Et pourtant, ce n’était pas gagné. En effet, depuis la fin de la Guerre de Corée (1950-1953), les tensions persistent dans la péninsule. À l’heure actuelle, aucun traité de paix n’a encore jamais été signé entre les deux États, si bien qu’ils demeurent toujours en conflit. Depuis plus de deux ans, le dialogue était même totalement rompu. À cela viennent s’ajouter les essais répétitifs de tirs de missiles balistiques de Pyongyang, capitale de la Corée du Nord. Une menace récurrente pour les États-Unis d’Amérique de Donald Trump.

Or, l’olympisme a, une nouvelle fois dans l’histoire de Jeux modernes, pris le pas sur la diplomatie. Ainsi, de fortes images politiques ont marqué l’Olympiade de Pyeongchang. À commencer par la cérémonie d’ouverture durant laquelle les deux Corées ont défilé, ensemble, sous un seul et unique drapeau. Au même moment, Moon Jae-in, Président de la région sud, et Kim Yo-jong, sœur de Kim Jong-un, dirigeant de la partie nord, se sont échangé une poignée de main. Sans oublier Su Hyon Jong et Park Jong-ah, toutes deux membres de l’équipe coréenne unifiée de hockey sur glace, qui ont été les avant-dernières relayeuses de la torche olympique.

« Quel bonheur de voir que le sport peut être fédérateur de paix, se réjouit Philippe Manassero. Réunir ces deux pays sous une même bannière, et notamment en hockey sur glace, permet de partager une belle image du sport, qui, je l’espère, sera bénéfique pour l’avenir. »

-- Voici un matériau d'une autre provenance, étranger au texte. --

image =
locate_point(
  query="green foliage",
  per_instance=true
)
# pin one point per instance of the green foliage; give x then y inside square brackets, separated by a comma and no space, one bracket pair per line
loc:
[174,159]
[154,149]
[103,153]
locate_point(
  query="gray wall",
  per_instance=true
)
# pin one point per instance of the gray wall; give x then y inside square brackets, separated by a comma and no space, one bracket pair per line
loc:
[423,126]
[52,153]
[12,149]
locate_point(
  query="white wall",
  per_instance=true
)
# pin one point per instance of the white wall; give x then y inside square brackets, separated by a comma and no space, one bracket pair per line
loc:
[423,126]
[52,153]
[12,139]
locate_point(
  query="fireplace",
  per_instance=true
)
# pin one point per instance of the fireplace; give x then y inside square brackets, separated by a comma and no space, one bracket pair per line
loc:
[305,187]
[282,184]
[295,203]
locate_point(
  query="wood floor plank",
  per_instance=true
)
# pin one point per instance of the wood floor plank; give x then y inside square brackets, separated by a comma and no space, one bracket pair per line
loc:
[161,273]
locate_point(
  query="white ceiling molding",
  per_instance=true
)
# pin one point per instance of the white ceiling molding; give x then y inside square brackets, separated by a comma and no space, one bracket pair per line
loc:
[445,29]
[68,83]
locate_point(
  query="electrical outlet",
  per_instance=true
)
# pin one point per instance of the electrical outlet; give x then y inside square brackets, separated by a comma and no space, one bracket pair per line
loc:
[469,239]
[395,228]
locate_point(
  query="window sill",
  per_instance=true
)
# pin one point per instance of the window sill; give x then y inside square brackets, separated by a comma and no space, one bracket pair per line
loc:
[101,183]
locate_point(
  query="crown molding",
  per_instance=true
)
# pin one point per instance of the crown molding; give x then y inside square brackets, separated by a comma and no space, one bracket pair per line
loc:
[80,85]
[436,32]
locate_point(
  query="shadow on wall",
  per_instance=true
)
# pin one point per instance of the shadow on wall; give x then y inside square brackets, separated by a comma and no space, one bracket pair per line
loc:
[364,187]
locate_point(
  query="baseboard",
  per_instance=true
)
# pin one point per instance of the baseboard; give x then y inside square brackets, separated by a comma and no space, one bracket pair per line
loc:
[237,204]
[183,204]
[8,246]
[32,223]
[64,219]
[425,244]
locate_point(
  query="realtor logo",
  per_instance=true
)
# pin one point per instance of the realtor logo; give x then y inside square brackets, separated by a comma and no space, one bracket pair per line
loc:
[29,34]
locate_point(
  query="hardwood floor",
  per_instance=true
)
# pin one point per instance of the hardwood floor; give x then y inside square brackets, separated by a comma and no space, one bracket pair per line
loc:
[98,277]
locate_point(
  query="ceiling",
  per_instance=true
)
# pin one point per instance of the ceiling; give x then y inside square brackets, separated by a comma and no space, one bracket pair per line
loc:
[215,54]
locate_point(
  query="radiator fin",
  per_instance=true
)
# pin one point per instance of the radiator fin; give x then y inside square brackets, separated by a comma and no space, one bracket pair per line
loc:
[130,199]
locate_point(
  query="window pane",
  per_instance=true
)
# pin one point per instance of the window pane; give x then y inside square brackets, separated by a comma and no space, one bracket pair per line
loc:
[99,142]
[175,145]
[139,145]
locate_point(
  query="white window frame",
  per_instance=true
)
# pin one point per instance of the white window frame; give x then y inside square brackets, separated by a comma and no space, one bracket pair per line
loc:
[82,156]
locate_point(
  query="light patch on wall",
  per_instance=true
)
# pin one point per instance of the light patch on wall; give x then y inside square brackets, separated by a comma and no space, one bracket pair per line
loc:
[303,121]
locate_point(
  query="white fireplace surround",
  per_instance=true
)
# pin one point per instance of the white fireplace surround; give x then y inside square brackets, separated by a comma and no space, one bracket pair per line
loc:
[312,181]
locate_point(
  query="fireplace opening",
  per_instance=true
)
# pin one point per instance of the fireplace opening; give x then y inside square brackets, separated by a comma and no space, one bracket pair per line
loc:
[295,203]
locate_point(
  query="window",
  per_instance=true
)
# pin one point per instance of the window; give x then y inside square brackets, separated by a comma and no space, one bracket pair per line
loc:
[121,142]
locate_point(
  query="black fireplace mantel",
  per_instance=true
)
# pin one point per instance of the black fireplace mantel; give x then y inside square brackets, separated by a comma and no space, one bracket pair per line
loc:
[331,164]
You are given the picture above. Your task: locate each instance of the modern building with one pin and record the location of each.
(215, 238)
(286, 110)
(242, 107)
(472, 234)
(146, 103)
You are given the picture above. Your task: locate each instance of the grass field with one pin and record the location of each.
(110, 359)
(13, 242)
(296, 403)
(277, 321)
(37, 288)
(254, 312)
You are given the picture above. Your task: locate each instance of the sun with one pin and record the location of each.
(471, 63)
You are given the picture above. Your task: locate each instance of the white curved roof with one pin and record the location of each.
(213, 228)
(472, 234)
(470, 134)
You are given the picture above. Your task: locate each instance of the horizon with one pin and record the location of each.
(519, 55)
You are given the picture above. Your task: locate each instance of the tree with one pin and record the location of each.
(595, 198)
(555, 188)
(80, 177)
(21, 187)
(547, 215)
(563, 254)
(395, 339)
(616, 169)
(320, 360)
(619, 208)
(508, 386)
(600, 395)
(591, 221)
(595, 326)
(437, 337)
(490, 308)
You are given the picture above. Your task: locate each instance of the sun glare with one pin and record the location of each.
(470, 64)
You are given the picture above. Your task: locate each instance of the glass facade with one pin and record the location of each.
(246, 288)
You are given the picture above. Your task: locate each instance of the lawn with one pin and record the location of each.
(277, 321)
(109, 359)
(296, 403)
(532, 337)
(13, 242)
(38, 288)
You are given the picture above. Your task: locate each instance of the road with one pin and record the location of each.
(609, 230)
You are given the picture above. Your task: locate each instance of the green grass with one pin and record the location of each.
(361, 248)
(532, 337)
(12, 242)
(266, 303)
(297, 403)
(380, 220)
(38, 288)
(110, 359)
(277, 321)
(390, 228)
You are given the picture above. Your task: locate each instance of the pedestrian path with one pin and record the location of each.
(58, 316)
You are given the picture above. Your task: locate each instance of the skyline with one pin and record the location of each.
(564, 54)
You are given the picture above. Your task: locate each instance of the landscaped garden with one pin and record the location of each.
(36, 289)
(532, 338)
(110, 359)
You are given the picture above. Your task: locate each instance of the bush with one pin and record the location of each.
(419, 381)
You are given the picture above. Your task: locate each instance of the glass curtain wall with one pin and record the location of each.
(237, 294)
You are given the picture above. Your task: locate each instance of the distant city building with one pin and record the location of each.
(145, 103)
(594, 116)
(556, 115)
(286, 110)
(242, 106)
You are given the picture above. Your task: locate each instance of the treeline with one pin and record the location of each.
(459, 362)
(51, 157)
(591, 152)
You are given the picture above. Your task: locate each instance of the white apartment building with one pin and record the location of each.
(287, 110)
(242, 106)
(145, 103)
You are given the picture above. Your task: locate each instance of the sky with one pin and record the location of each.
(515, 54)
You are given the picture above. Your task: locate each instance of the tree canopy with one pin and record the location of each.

De nouvelles affaires de dopage mises au jour

À la suite du dopage d’État organisé lors des Jeux de Sotchi en 2014, la Russie s’est vu suspendre de l’évènement par le Comité International Olympique (CIO). Seuls quelques athlètes russes étaient autorisés à concourir sous la bannière olympique, sous certaines conditions seulement. Pourtant, deux nouveaux cas positifs ont été révélés chez les "Athlètes Olympiques de Russie" : Nadezhda Sergeeva en bobsleigh et Aleksandr Krushelnitskiy en curling.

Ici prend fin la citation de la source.